Upside-down logic puts the facts in perspective

六月 20, 2003

A good tutor dares to turn traditional teaching on its head to help students understand their subject better, according to two winners of £50,000 fellowships for teaching excellence.

They are among the 20 university lecturers who will pick up awards in the fourth round of the National Teaching Fellowship Scheme in London on July 15. Emma Baker, a clinical pharmacologist, and Amanda Chetwynd, a statistician, prefer to give students examples of real-life problems before moving on to the theories that might solve them.

For Dr Baker, an honorary consultant at St George's Hospital Medical School, London, this means breaking with a long tradition whereby medical students are expected to master dry facts about health conditions and treatment before dealing with patients.

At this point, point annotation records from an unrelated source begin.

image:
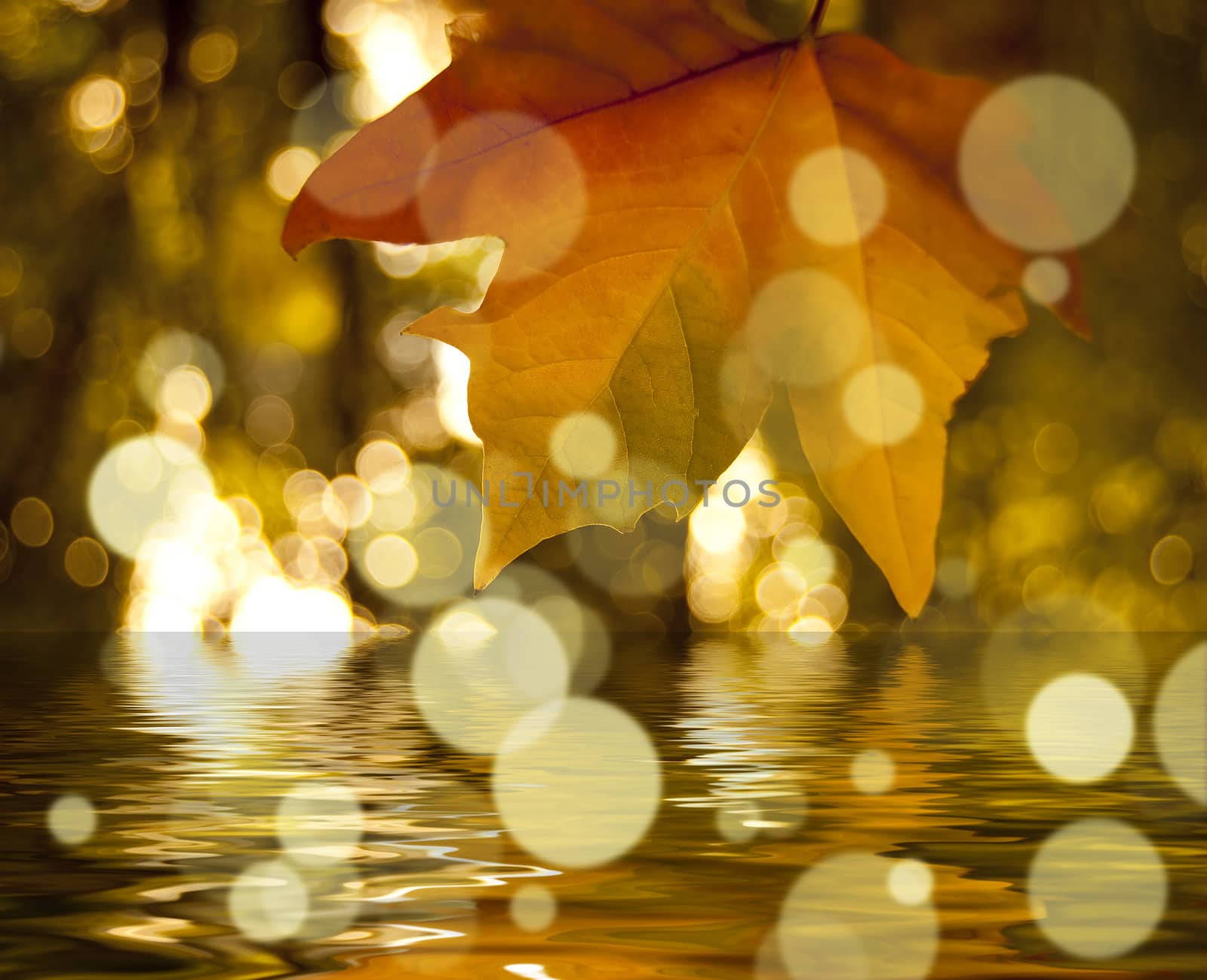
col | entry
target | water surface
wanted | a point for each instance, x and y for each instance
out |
(785, 770)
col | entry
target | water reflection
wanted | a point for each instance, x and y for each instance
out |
(851, 809)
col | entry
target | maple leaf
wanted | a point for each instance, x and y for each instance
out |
(691, 215)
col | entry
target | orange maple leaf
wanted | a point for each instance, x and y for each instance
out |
(689, 217)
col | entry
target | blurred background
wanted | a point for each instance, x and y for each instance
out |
(202, 434)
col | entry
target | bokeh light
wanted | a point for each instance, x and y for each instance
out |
(482, 666)
(1098, 889)
(843, 920)
(884, 404)
(1048, 163)
(577, 782)
(86, 561)
(319, 823)
(269, 902)
(72, 820)
(1180, 723)
(32, 521)
(838, 195)
(1080, 728)
(873, 772)
(534, 908)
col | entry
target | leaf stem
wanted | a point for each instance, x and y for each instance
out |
(815, 22)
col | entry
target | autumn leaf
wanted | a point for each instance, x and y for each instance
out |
(691, 217)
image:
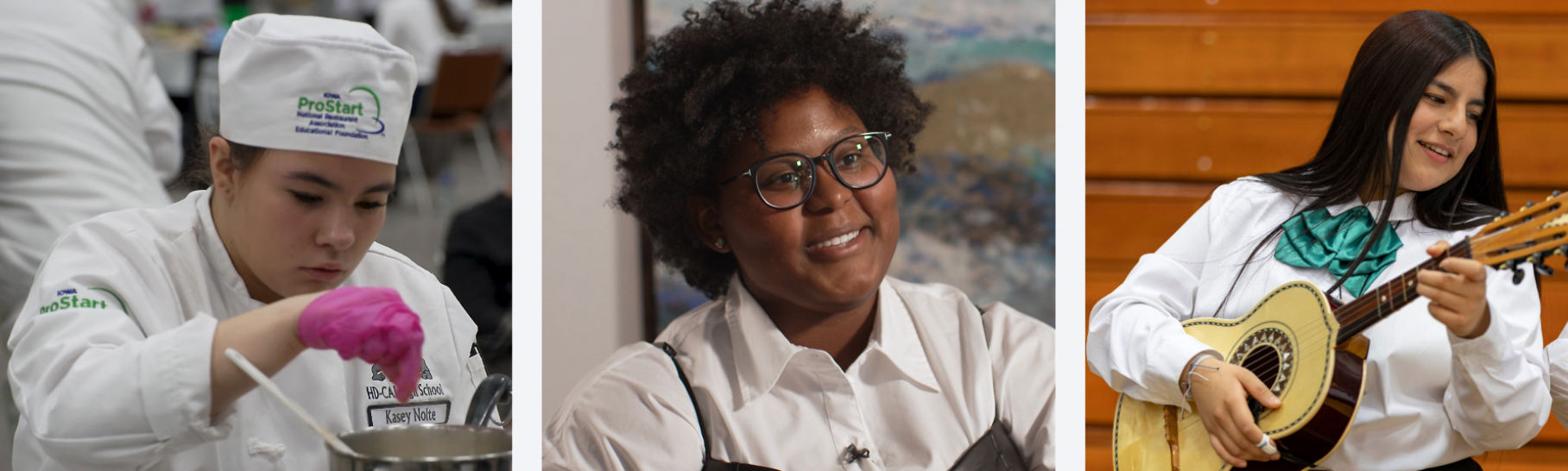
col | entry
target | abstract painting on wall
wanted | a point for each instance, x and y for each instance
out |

Dr Baker said: "As a student, I found much medical teaching a turn-off because it was so impersonal. Medics teach big classes, often of about 200 people. I try to engage people as much as possible. I take patients as the trigger and feed in facts later."

Dr Baker plans to use her prize money over three years to get more clinicians into teaching. She is worried that funding cuts are leading to a loss of expertise as senior staff take early retirement. "That has huge implications for teaching medical students. People feel insecure and that affects forward planning on the curriculum," she said.

Professor Chetwynd, who teaches maths and statistics at Lancaster University, turns classes "upside down". She said: "Traditionally, you state the theorem, give proof and then examples. It is logical but students don't understand what's going on until you give the example. I give the example first."

She draws on topical medical and legal controversies, such as cot-death statistics, to demonstrate the power of probability, for example. "Lots of my classes are with first-years who need maths and stats for something else they are going on to study. Teachers have to help students realise that statistics is a useful tool for life."

She gives skeleton notes to free time to work through examples in class.

"It means I can wander round and help them," she said.

Professor Chetwynd intends to use her fellowship to develop teaching materials to bridge the gap between school and university. "The big concern is that many school maths teachers are not mathematicians. I am hoping my work will be useful to them."